Sunday, November 29, 2009

1948 - Sammy Lee - Breaking Stereotypes of Asian Athletes


Ga Rab Yoon


Sports is a large part of the popular culture, and it is also a powerful form of popular culture in many ways. It is rare to find someone who does not participate in, read, see, or hear about sports. We often go crazy about a sport star, and often identify ourselves with the star. Sometimes people even look like they’re going to a war, when they are cheering their favorite teams. Like this, sports is closely related to our everyday lives, and its power to spread ideas in popular culture is immeasurable. There is one individual who used the power of sports to prove to the people of the United States that stereotypes of Asian athletes are false—Sammy Lee.

Sammy Lee, or Dr. Samuel Lee was a Korean American, born on August 1, 1920 in Fresno, California. As a kid, he had an idea that he wanted to compete in the Olympics, but didn’t know in what category. When he found out that he wanted to do diving, he gained full support of his parents, but only under the condition that he will study and become a doctor. He was able to accomplish both. He became a doctor of medicine, earning his degree from USC in 1947 and back in 1942, he was already the first non-white diver to win the National Diving Championships held in the US. However, it wasn’t enough; he still wanted to compete and win in the Olympic games.


However, he had many troubles along the way to compete in the Olympics, because 1940 and 1944 Olympics were canceled due to World War II. Overall, it took him 16 years to compete in the Olympics, but he finally did it. In 1948, Lee won his gold medal in the 1948 Olympic game in London. He was the first Asian American to win a gold medal for the United States. Later in 1952 Olympics, he won again, making him the first diver to win two gold medals in a row.


Lee’s achievement was ground-breaking and also stereotype-breaking. The typical stereotype of an Asian was that they cannot do good in sports—that they’re simply incompetent athletes by nature. Lee also talks about this issue in one of his interviews, as he says that “Sixty years ago, they said you had to be Caucasian, slender and tall to be a diver…" However, Lee’s gold medals, proved this stereotype to be a false idea, twice in a row. The best part was that it was an Olympic game, which must have been broadcasted to the whole nation. It must have helped to debunk the stereotypes of Asian American athletes in many American minds.

Another significance of Lee’s achievement is that he also helped Americans to acknowledge Asian Americans as genuine, or authentic Americans, too—that they are not forever-foreign, or alien. Logically, Lee had to be an American who won the gold medal for America, not an foreign/alien Asian. If Americans suggested the otherwise, the gold medal would have been someone else’s. Plus, I am sure that many Americans felt very happy at the time, and I think Lee was able to also emotionally unite Asian Americans and the rest of the Americans under the same roof, under happiness.

Lastly, he also educated the ignorant public about the difference in the Asian countries.
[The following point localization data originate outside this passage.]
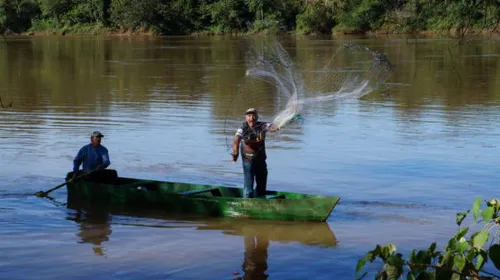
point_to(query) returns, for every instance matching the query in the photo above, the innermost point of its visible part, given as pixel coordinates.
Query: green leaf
(387, 251)
(494, 254)
(475, 208)
(478, 239)
(488, 214)
(493, 202)
(461, 216)
(362, 276)
(393, 272)
(432, 247)
(471, 255)
(461, 233)
(462, 245)
(361, 264)
(481, 259)
(459, 262)
(451, 244)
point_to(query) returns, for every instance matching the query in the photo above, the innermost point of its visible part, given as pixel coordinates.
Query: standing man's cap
(97, 134)
(251, 111)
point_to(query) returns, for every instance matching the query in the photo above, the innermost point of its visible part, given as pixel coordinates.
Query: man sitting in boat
(253, 152)
(94, 156)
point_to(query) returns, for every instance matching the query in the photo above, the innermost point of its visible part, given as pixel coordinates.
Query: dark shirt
(91, 157)
(253, 144)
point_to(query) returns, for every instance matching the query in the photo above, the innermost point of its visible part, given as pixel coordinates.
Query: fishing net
(350, 72)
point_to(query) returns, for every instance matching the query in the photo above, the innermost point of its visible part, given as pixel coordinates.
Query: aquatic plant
(465, 256)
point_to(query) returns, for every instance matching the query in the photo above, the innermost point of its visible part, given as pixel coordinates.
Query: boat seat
(214, 191)
(271, 196)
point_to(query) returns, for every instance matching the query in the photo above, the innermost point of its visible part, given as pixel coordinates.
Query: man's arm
(271, 128)
(77, 161)
(105, 159)
(236, 144)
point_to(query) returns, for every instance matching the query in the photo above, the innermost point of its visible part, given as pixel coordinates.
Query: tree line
(179, 17)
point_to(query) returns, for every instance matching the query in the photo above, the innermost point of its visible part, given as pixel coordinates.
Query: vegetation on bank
(176, 17)
(474, 255)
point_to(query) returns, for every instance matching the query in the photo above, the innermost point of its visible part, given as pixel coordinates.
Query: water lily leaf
(461, 233)
(460, 217)
(475, 208)
(459, 262)
(488, 214)
(387, 251)
(361, 264)
(392, 271)
(479, 239)
(494, 254)
(481, 259)
(462, 245)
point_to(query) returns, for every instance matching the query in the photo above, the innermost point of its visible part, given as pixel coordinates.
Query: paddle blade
(41, 194)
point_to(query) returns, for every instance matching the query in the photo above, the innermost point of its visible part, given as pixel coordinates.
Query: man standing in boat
(93, 155)
(253, 152)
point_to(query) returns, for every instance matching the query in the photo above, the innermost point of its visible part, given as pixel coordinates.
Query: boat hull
(127, 194)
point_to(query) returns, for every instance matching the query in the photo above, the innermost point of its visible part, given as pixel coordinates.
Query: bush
(465, 256)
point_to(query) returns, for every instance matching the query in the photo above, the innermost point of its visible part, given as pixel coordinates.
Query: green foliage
(463, 256)
(249, 16)
(318, 17)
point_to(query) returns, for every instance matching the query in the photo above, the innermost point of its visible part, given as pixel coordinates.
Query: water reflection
(255, 264)
(95, 228)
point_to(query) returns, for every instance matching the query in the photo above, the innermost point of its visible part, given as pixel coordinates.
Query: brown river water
(403, 159)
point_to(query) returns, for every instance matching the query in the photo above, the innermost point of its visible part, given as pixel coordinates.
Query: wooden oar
(44, 194)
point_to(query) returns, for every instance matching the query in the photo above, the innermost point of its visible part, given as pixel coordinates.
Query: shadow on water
(94, 227)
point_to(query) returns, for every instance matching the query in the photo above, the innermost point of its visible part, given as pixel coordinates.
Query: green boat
(108, 191)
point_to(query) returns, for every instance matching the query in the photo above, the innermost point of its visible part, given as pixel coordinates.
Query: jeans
(254, 170)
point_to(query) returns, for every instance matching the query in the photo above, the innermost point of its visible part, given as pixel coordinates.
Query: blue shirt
(91, 157)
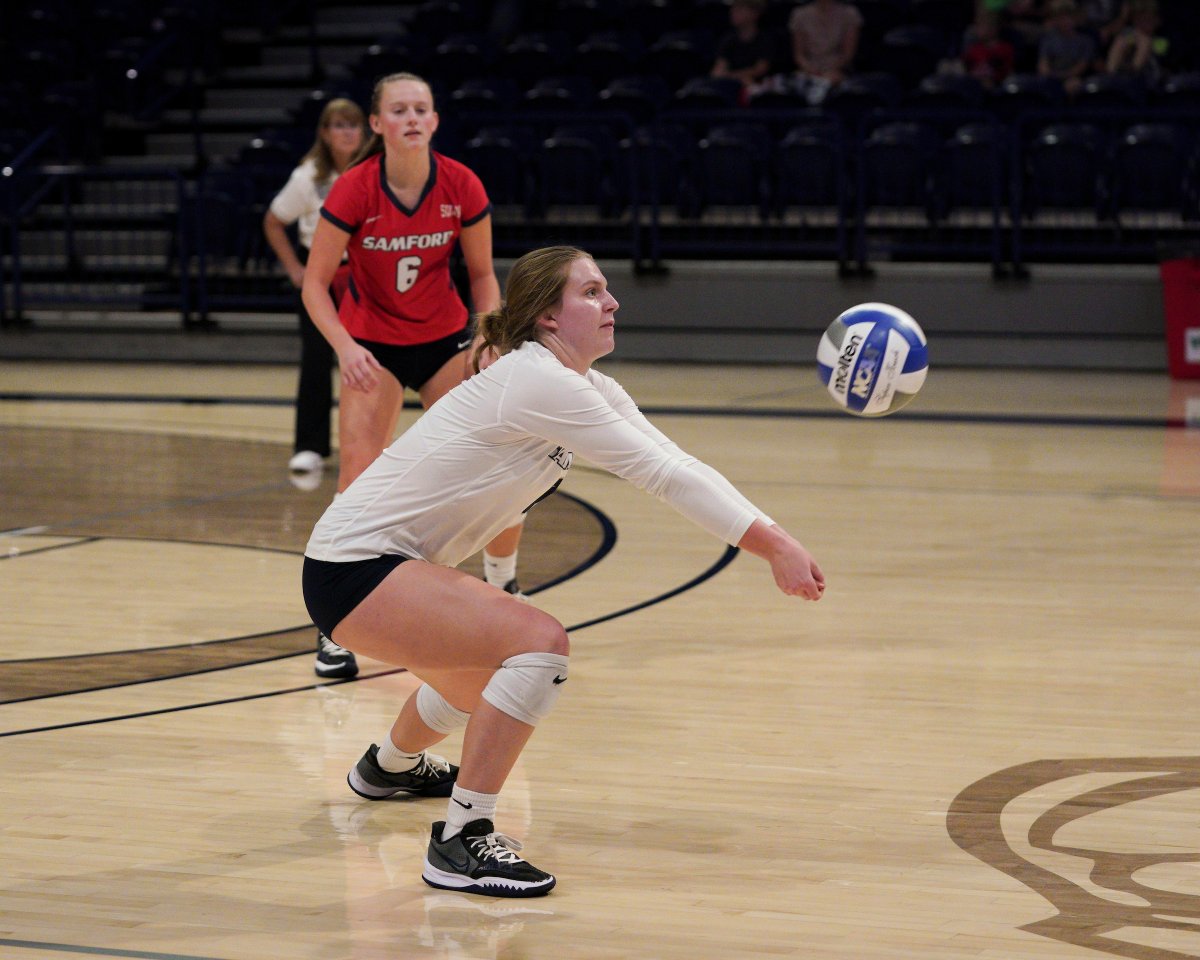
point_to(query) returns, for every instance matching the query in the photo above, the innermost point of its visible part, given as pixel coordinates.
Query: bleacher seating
(228, 95)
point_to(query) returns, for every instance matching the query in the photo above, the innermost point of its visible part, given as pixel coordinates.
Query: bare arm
(485, 289)
(275, 231)
(358, 365)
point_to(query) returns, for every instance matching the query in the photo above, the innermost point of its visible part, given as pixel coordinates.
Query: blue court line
(37, 945)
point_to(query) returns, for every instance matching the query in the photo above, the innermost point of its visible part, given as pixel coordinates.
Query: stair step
(294, 75)
(231, 118)
(252, 97)
(179, 145)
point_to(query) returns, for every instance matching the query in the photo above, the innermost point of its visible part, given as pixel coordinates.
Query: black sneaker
(432, 777)
(514, 588)
(481, 861)
(334, 660)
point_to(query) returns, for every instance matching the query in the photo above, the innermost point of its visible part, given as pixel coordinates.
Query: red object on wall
(1181, 310)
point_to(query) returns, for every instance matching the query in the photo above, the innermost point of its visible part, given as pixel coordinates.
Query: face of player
(406, 119)
(581, 329)
(343, 138)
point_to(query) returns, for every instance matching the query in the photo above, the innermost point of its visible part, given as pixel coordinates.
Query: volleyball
(873, 359)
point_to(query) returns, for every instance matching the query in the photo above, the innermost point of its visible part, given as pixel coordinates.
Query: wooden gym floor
(981, 744)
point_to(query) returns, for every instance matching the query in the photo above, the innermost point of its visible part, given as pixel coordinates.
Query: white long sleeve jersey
(496, 444)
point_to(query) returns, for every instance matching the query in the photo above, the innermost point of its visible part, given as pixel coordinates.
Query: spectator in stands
(1026, 18)
(399, 211)
(825, 41)
(747, 52)
(987, 55)
(340, 135)
(1103, 19)
(1066, 52)
(1135, 51)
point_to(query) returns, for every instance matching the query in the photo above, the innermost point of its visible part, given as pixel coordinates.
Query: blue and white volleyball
(873, 359)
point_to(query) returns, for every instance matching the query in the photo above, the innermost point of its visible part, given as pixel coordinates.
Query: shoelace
(431, 765)
(328, 646)
(498, 846)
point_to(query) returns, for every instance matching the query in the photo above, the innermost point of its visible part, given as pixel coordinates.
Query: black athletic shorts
(333, 589)
(414, 364)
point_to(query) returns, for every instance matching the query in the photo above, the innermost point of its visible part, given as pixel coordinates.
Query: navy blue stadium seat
(460, 57)
(732, 168)
(655, 163)
(898, 167)
(859, 94)
(391, 57)
(571, 172)
(1105, 91)
(679, 55)
(911, 52)
(641, 97)
(947, 91)
(532, 55)
(1065, 163)
(561, 94)
(485, 95)
(1150, 168)
(810, 167)
(501, 160)
(1023, 93)
(581, 18)
(975, 168)
(607, 54)
(436, 19)
(1180, 91)
(708, 94)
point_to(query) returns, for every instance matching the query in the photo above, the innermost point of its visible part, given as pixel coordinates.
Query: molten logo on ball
(873, 359)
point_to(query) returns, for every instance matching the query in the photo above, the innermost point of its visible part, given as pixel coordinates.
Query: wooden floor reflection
(981, 743)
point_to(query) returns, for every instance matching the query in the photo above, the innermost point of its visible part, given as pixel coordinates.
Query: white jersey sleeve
(300, 201)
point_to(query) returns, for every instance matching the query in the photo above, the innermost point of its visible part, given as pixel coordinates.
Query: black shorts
(414, 364)
(333, 589)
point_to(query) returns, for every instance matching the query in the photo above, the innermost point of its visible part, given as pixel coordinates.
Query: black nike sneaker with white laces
(481, 861)
(432, 777)
(334, 661)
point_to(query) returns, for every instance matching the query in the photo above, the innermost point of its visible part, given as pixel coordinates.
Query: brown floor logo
(1120, 915)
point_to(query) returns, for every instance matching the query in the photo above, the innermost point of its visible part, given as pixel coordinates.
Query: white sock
(394, 760)
(466, 805)
(499, 570)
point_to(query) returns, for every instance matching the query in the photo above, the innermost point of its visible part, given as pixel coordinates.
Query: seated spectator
(1025, 18)
(747, 52)
(987, 55)
(1066, 53)
(1103, 19)
(825, 40)
(1137, 49)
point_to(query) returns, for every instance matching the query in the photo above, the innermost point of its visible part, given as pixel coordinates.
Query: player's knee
(543, 634)
(527, 685)
(437, 713)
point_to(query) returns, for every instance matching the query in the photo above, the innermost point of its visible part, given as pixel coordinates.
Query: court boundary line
(1059, 420)
(40, 945)
(724, 561)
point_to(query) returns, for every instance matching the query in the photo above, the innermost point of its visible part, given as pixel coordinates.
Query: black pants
(315, 391)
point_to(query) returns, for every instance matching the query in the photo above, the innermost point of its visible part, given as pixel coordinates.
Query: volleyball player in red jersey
(399, 211)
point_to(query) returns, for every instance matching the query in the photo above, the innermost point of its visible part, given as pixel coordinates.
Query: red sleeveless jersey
(401, 291)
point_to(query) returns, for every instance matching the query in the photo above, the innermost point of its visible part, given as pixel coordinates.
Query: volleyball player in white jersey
(379, 569)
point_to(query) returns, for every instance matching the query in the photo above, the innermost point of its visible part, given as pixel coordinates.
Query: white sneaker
(306, 461)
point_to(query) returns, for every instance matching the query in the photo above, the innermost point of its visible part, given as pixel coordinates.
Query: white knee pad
(527, 685)
(437, 713)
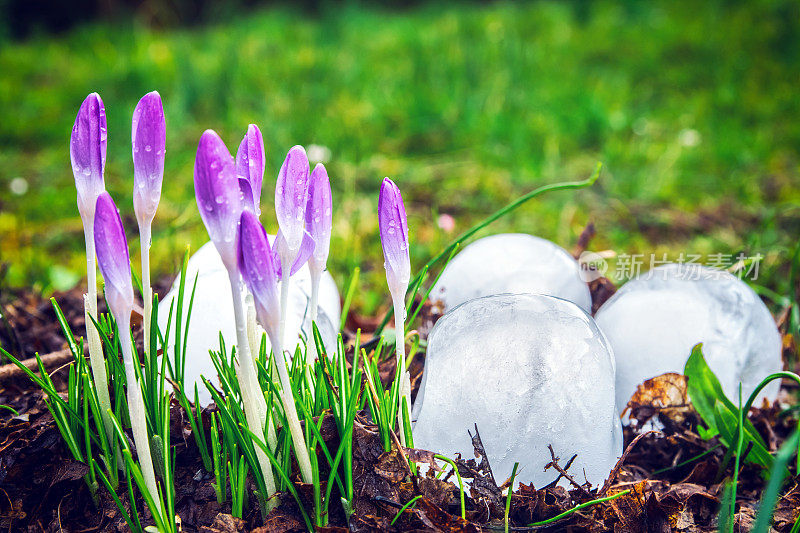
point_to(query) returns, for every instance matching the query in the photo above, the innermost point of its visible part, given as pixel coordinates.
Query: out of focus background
(693, 108)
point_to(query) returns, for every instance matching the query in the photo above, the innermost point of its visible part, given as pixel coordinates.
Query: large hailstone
(529, 370)
(212, 314)
(513, 263)
(653, 322)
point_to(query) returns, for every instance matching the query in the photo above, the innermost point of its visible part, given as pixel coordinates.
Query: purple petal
(291, 196)
(218, 196)
(87, 150)
(248, 203)
(319, 215)
(394, 236)
(250, 162)
(255, 259)
(148, 137)
(112, 255)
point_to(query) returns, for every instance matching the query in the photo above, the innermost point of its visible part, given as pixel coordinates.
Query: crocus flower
(114, 261)
(219, 200)
(87, 150)
(256, 264)
(257, 267)
(250, 168)
(113, 257)
(291, 197)
(148, 137)
(217, 193)
(319, 220)
(394, 237)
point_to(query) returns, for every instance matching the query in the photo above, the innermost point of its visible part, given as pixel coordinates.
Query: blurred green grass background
(692, 107)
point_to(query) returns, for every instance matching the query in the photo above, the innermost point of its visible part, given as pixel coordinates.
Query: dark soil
(42, 488)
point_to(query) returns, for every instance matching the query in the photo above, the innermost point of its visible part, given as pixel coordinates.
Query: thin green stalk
(98, 363)
(136, 409)
(410, 503)
(290, 410)
(348, 297)
(253, 400)
(460, 482)
(147, 291)
(578, 508)
(510, 492)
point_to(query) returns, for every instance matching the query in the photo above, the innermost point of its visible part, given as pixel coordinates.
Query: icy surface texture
(653, 322)
(529, 370)
(514, 263)
(212, 313)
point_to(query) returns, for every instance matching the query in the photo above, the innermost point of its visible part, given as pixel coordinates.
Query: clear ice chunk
(530, 371)
(212, 314)
(514, 263)
(654, 320)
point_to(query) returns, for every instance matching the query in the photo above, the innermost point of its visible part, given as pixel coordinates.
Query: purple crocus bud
(394, 237)
(250, 167)
(87, 150)
(257, 266)
(216, 190)
(291, 197)
(319, 216)
(112, 256)
(148, 137)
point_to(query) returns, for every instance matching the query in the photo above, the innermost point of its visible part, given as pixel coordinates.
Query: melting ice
(529, 370)
(654, 321)
(511, 263)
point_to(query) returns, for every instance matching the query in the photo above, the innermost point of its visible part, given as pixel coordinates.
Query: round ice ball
(653, 322)
(513, 263)
(530, 371)
(212, 314)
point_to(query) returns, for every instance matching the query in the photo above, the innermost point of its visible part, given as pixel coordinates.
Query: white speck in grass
(318, 153)
(640, 126)
(689, 137)
(18, 186)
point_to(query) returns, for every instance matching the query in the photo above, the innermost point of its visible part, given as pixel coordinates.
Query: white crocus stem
(136, 411)
(247, 378)
(286, 264)
(405, 380)
(147, 291)
(254, 335)
(289, 408)
(96, 358)
(316, 275)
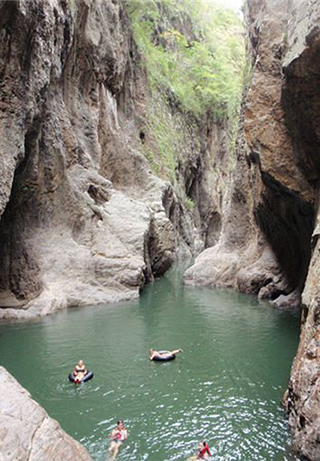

He says that “other people didn't know what a Korean was (…) they said, ‘You were [either] Japanese, [or] Chinese.’” He “wanted to show my fellow Americans that we, Koreans, had a place in American society.” In fact, many Korean Americans were proud, and they certainly felt like they were more acknowledged when he won the gold medals. He was a source of hope and encouragement for not only Korean Americans but other Asian Americans as well. As I am a Korean myself, I too, feel the same way.